Photo: SPM Gruppe / picture alliance/dpa/SPM Gruppe

LNG opponents gathered from Friday to Sunday for a large protest rally on Rügen. During a day of action on Saturday against the planned terminal, some activists managed to overcome fences and climb onto pipes ready for the planned pipeline on the port area of Mukran. The demonstrators had left the protest march shortly before.

At first, the police did not succeed in deterring the activists from their plans. According to the police, a total of around 700 people took part in the demonstration, which began in Sassnitz. "This is roughly in line with our figures," said Charly Dietz, spokeswoman for the Ende Gelände group, which had called for the demonstration together with the citizens' initiative Lebenswertes Rügen and Fridays for Future. According to the spokeswoman, there were also scuffles with the police.

Dietz spoke on Sunday of a successful action. "With today's day of action, we have sent a clear signal: The expansion of fossil infrastructure is encountering a wide range of resistance." It was only on Thursday that Greenpeace activists blocked the pipeline laying vessel in the Bay of Greifswald that is to build the connection line for the terminal.
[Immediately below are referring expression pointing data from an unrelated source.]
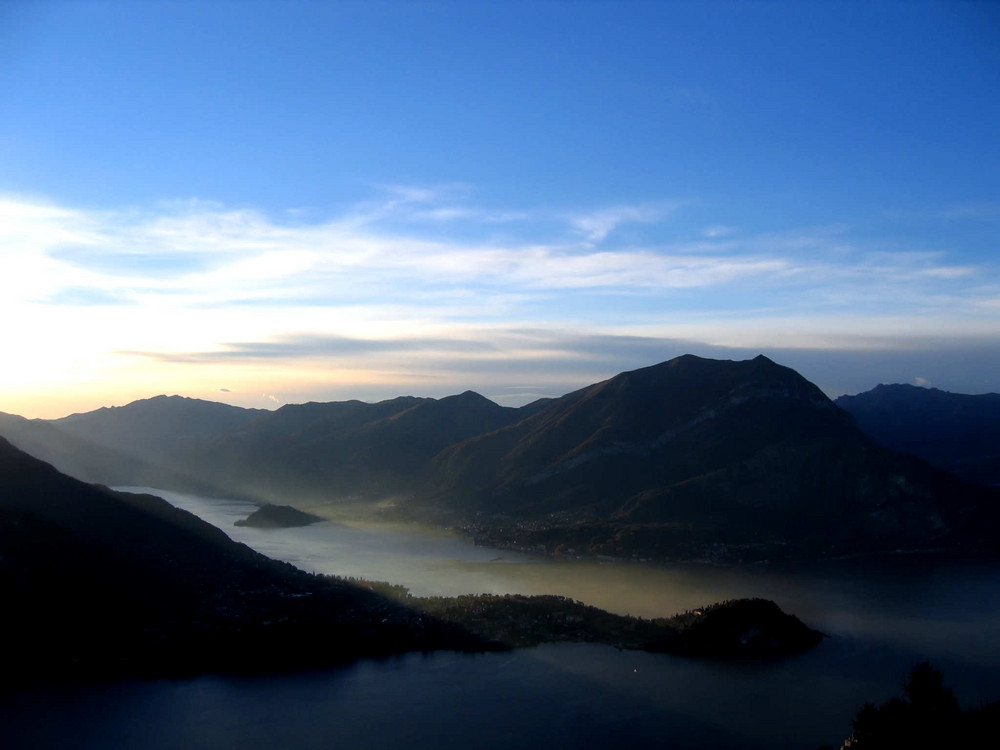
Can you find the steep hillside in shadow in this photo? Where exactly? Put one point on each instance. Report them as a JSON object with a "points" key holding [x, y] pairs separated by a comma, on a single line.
{"points": [[698, 457], [953, 431], [103, 583]]}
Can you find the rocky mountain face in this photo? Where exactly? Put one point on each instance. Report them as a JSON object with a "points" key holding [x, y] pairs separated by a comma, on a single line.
{"points": [[691, 458], [956, 432]]}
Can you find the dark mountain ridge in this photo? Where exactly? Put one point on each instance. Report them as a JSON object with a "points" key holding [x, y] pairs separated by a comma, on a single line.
{"points": [[688, 459], [956, 432], [98, 582]]}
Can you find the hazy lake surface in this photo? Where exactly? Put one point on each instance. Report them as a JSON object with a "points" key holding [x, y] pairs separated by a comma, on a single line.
{"points": [[881, 621]]}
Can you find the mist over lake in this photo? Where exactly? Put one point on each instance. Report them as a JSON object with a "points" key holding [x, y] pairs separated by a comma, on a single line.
{"points": [[881, 619]]}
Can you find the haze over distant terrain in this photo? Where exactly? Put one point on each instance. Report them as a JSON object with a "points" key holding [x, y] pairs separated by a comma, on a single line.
{"points": [[689, 459], [268, 203]]}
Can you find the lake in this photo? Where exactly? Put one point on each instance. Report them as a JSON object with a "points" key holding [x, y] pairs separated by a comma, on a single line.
{"points": [[881, 620]]}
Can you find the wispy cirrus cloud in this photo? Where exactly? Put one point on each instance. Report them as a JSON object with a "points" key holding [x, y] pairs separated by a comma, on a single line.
{"points": [[385, 288]]}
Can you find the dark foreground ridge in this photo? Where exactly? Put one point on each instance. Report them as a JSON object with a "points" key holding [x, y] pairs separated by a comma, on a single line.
{"points": [[689, 459], [100, 583], [927, 717], [734, 629]]}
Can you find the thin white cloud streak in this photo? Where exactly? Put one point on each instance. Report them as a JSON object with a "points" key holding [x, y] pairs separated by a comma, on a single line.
{"points": [[595, 226], [352, 274]]}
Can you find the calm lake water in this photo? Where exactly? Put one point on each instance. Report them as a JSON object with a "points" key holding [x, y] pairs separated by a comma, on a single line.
{"points": [[880, 620]]}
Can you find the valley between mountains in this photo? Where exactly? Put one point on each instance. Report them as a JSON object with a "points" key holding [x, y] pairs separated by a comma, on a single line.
{"points": [[690, 459]]}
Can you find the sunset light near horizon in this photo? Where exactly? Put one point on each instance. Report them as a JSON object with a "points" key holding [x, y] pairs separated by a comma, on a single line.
{"points": [[268, 203]]}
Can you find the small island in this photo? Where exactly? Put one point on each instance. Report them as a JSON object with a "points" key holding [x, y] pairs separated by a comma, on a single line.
{"points": [[278, 517]]}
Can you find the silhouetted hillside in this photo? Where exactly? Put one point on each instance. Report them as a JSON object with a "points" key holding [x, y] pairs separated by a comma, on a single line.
{"points": [[702, 458], [688, 459], [953, 431], [97, 582], [344, 450]]}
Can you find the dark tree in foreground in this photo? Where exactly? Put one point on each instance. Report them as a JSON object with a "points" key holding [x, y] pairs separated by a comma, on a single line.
{"points": [[928, 716]]}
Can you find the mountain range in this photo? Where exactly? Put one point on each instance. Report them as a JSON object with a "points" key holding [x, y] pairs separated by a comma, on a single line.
{"points": [[953, 431], [688, 459]]}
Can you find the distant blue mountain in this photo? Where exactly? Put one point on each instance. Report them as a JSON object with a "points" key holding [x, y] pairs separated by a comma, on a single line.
{"points": [[956, 432]]}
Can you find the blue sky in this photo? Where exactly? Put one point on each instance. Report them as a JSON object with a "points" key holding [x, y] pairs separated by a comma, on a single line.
{"points": [[272, 202]]}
Two applications by the Nature and Biodiversity Conservation Union (Nabu) and the German Environmental Aid (DUH), with which the environmental organisations each wanted to achieve a construction stop, were rejected by the Federal Administrative Court.

DIW study questions the necessity of the terminal

"Fossil gas is an accelerant of the climate crisis. 2023 will go down in history as the year in which climate collapse began," Dietz warned. 150 activists, including people in wheelchairs, managed to block a pipeline storage facility in the industrial port of Mukran. According to the police, they are investigating an initial suspicion of trespassing and possibly damage to property.

The local Green Youth supported the demonstration. The Green Federal Minister of Economics Robert Habeck, on the other hand, sees the terminal as part of the national energy security strategy. Last week in Rostock, he emphasized that Mukran is a large port where, in principle, industry actually belongs. "In this respect, of the difficult alternatives, it is certainly the best we have found." Even if the gas supply emergency has been averted, it has not been overcome.

Economist Christian von Hirschhausen reiterated his rejection of the expansion of the import infrastructure for liquefied natural gas (LNG) on Friday. This sabotages the energy transition. It is not a technical dispute, but a political one, said the expert of the German Institute for Economic Research at a press conference on Rügen. "And we're right." He warned that the federal government was getting lost. "There are neither energy nor industrial policy arguments for the development of the Mukran LNG project," says the DIW study commissioned by DUH.

The federal government, on the other hand, argues, among other things, with the favorable grid connection in Lubmin, Western Pomerania, where Nord Stream 1 and 2 also land and large capacities are available for further distribution to the east and south, among others. Existing pipelines only allowed gas transport from West to East Germany to a limited extent. The infrastructure in the north and west of the country is working at full capacity. Therefore, feed-in capacities are needed in the east.

According to the will of the federal government, the controversial terminal should be able to go into operation next winter – a tight schedule. Approval procedures and work for the approximately 50-kilometre-long connecting pipeline are already underway. According to the Federal Ministry of Economics, a cold winter could again lead to rising gas prices and, in the worst case, a shortage. In addition, possible malfunctions would also have to be taken into account. In the event of shortages, Germany is also legally obliged to supply Eastern European countries, for example, if Russian deliveries from Ukraine fail to materialize.